When the height of ribs was lower than 0.22mm, the disturbing effect that near the liquid the heat-transfer pipe inner surface is subjected to was less, thereby the liquid that flows in the cavity is difficult to be vaporized, so this supervenes is that the raising of heat transfer property is less.On the other hand, when the height of ribs was higher than 0.45mm, the space in the cavity became dry easily, and this not only makes heat transfer property descend again, and the pressure loss is increased, and the result is that the power that is used to take out the pump of cooling water has increased.

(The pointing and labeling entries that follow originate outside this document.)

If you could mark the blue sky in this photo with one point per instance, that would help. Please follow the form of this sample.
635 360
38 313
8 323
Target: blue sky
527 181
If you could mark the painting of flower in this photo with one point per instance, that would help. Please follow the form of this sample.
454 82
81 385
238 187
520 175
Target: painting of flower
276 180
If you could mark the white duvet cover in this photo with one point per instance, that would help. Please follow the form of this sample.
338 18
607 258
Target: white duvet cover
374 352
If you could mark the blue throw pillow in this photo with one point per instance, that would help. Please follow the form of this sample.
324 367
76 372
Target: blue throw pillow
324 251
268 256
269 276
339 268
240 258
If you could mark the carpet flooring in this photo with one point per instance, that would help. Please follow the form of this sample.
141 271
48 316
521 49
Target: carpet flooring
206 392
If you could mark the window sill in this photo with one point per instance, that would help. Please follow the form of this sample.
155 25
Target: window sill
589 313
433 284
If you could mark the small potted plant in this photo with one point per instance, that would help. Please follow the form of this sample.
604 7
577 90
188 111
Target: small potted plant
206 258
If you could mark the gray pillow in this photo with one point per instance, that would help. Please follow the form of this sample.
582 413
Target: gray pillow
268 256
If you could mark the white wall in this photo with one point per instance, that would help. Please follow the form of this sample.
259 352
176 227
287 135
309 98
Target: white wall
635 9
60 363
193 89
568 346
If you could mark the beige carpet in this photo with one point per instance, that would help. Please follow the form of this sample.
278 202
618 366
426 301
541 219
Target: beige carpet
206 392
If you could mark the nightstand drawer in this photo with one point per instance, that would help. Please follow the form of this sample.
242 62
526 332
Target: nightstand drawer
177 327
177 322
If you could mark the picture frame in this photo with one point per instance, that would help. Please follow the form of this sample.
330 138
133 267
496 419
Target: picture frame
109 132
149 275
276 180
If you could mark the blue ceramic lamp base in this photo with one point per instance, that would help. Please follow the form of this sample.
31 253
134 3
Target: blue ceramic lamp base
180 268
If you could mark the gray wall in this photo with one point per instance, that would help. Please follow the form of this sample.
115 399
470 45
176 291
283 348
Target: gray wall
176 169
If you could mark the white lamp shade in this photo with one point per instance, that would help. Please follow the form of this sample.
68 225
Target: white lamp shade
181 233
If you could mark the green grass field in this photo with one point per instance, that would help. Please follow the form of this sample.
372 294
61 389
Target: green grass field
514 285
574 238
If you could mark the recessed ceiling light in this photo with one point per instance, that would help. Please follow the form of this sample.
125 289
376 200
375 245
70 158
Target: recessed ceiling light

When the pitch P 3 of ribs was equal to or less than 2.6mm, the disturbing effect that near the liquid the heat-transfer pipe inner surface is subjected to was less, thereby heat transfer property is difficult to be improved.On the other hand, when the pitch P 3 of ribs greater than 6.5mm, will form flow velocity boundary layer and thermal boundary layer near the liquid the heat-transfer pipe inner surface, this can make the increase of heat transfer property smaller.

Though the composition material of heat-transfer pipe is generally copper or copper alloy, implement the present invention with other metals outside the alloy of copper or copper as the material of heat-transfer pipe, also can produce identical effect.

Embodiment

So, just made with the corresponding boiling heat transfer tube of embodiments of the invention and at this its characteristic tested.The test condition of having measured as the heat transfer property of boiling heat transfer tube is listed in the following table 1.

Table 1

The heat transfer property test condition
		Cold-producing medium evaporating pressure evaporating temperature water velocity water inlet temperature	1,1,1,2-HFC-134a 5.8342kgf/cm 222 ℃ of 12 ℃ of 1.0～3.0m/s of abs (Fig. 5) 2.0m/s (Fig. 6～12)

Below, will be illustrated testing arrangement and method of testing.Fig. 4 is the testing arrangement that expression is used to measure heat transfer property.Condenser 20 has one with some heat-transfer pipe 21 arranged verticals and make the member of the axis maintenance level of heat-transfer pipe 21.Cooling water is injected heat-transfer pipe 21 and it is passed through outlet 23 discharges from import 22.Refrigerant vapour is injected into the peripheral space of heat-transfer pipe 21 from the import 24 that is positioned at heat-transfer pipe 21 tops, and liquid refrigerant is sent to evaporimeter 30 from exporting 25 after the condensation.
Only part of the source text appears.